Forchheim, Donnerstag, 27. Juli 2017

Auf dem Annafest 2016 wurde ein Mann mit einem Krug verletzt. Ein 30-Jähriger wurde beschuldigt. Aber sogar der Staatsanwalt war dafür, ihn freizusprechen.
Während einer Schlägerei im Kellerwald vergangenen Jahres wurde ein junger Mann mit einem Bierkrug am Kopf verletzt.  Foto: Josef Hofbauer


Der Vorwurf war schwerwiegend: Im vergangenen Jahr soll der Angeklagte einen Mann auf dem Annafest mit einem Maßkrug attackiert haben. Der Vorfall passierte während einer Schlägerei im Kellerwald, das Opfer erlitt eine stark blutende Wunde am Hinterkopf.

Nun musste sich ein 30-Jähriger wegen gefährlicher Körperverletzung verantworten. Der Beschuldigte war von seiner Unschuld überzeugt, am Donnerstag erschien er ohne Verteidiger vor dem Amtsgericht.


Zufällig in den Streit geraten

Er wisse nicht einmal genau, wer der Geschädigte sei, sagte der 30-Jährige. An den Tumult am Annafest-Samstag, den 30. Juli 2016, erinnerte er sich aber. Auf einer Treppe habe er eine "Stänkerei" von mehreren Personen mitbekommen. Zufällig sei er in die Auseinandersetzung geraten, weil eine Person auf ihn gefallen sei.

Der Angeklagte bestreitet, dass er jemanden mit einem Krug geschlagen hat. Er habe lediglich einen der Streitenden weggeschubst. "Dann sind mehrere Leute auf mich drauf. Ich lag am Boden und wurde getreten", so der 30-Jährige. Dabei ist er in einen zerbrochenen Krug gefallen. Er musste anschließend an seiner Hand mit sieben Stichen genäht werden.


Begegnung im Sanitäts-Zelt

Im Sanitäts-Zelt trafen der Geschädigte und der Beschuldigte aufeinander. Ein Polizeibeamter fragte das Opfer, ob er von dem Beschuldigten mit dem Maßkrug attackiert wurde - was dieser wohl bejahte. Das ist der Grund, warum der 30-Jährige nun ein Jahr später auf der Anklagebank saß.

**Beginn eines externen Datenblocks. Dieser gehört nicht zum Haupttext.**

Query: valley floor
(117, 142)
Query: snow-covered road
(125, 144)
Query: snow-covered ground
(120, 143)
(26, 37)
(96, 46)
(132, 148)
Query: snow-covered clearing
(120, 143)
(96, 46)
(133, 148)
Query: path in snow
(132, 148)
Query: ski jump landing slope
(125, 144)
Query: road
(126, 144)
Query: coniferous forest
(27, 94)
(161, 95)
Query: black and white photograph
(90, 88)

Amtsrichterin Silke Schneider merkte an, dass sich die Aussage des Angeklagten mit der einer Zeugin deckt: Demnach habe sogar der Geschädigte die Schlägerei angefangen. Während der Verhandlung wurde deutlich, dass der Beschuldigte nicht eindeutig als Täter identifiziert werden konnte.

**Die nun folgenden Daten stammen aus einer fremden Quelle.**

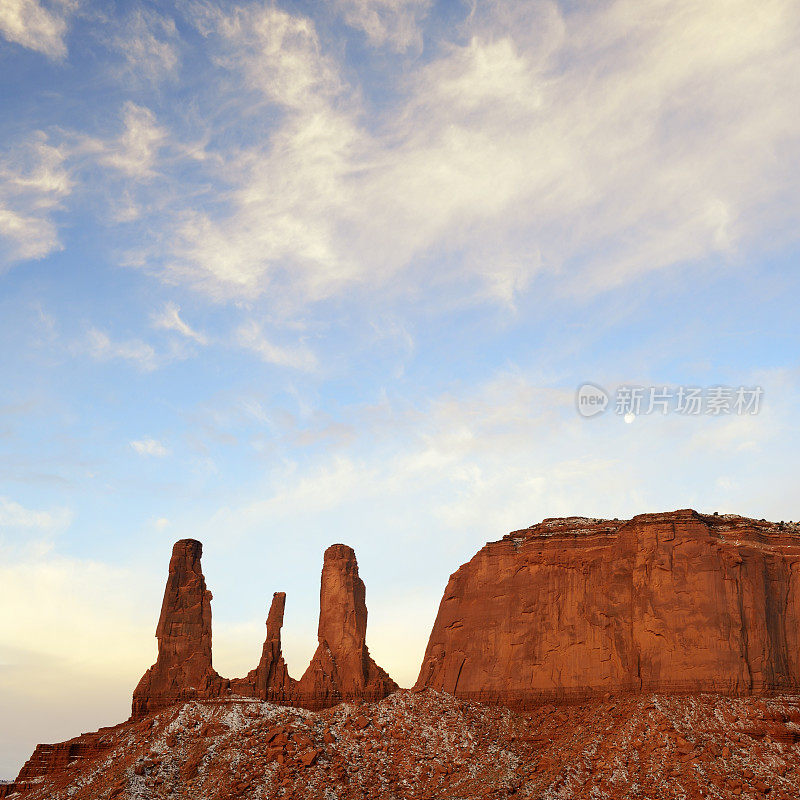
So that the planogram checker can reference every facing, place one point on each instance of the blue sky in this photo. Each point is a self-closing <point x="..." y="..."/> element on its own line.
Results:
<point x="276" y="275"/>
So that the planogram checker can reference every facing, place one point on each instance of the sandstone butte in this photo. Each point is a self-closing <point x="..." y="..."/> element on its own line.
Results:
<point x="673" y="602"/>
<point x="341" y="668"/>
<point x="592" y="632"/>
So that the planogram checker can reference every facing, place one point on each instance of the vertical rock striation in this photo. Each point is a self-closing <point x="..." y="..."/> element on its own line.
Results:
<point x="183" y="670"/>
<point x="341" y="668"/>
<point x="663" y="602"/>
<point x="270" y="680"/>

Das bestätigte sogar das Opfer: "Eigentlich kann man dazu nicht viel sagen", erklärte der 22-Jährige zu Beginn. Er war mit einer Gruppe von Freunden auf dem Annafest. Auf der engen Treppe sei ein Streit ausgebrochen und er bekam plötzlich einen Schlag mit einem Krug gegen den Kopf. Er erlitt eine stark blutende, zwei Zentimeter große Wunde am Hinterkopf und Prellungen an der Schulter. Das Opfer musste ärztlich versorgt werden.


Opfer konnte Täter nicht sehen

Gesehen habe er die Verletzung erst, als er die Treppe herunterfiel und blutete. Von unten sah er, wie der Beschuldigte oben an der Treppe war. Der Angeklagte habe "provozierend und herausfordernd" gestanden. Der Geschädigte gab zu, dass er nicht gesehen habe, wer den Krug geworfen oder ihn geschlagen hat. Vor Gericht sagte das Opfer sogar: "Ich habe nicht behauptet, dass er es war." Das sei lediglich seine Schlussfolgerung gewesen.

Auch der Bruder des Verletzten meinte, dass man lediglich aufgrund des Verhaltens vermuten konnte, dass es der Beschuldigte war, der oben an der Treppe stand. "Die blutende Wunde hat mich am meisten irritiert", sagte der Bruder.


Keine Beweise für Schuld

Zu diesem Zeitpunkt war deutlich: Es gab keine stichhaltigen Beweise, dass der 30-Jährige tatsächlich für die Maßkrug-Attacke verantwortlich gewesen war. Staatsanwalt Matthias Schmalke sprach in seinem Plädoyer von einer "unübersichtliche Annafest-Situation".

Außerdem gebe es Anhaltspunkte, dass es eben nicht der Angeklagte gewesen war. Auch ein Motiv könne er nicht erkennen. "Eine bestimmte Körperhaltung kann nicht für eine Verurteilung reichen", so Schmalke. Er beantragte deswegen, den Angeklagten freizusprechen.

Dem schloss sich Amtsrichterin Schneider an und sprach den Beschuldigten frei. Wahrscheinlicher sei, dass einer der Streitenden der Täter war und entschied im Zweifel für den Angeklagten.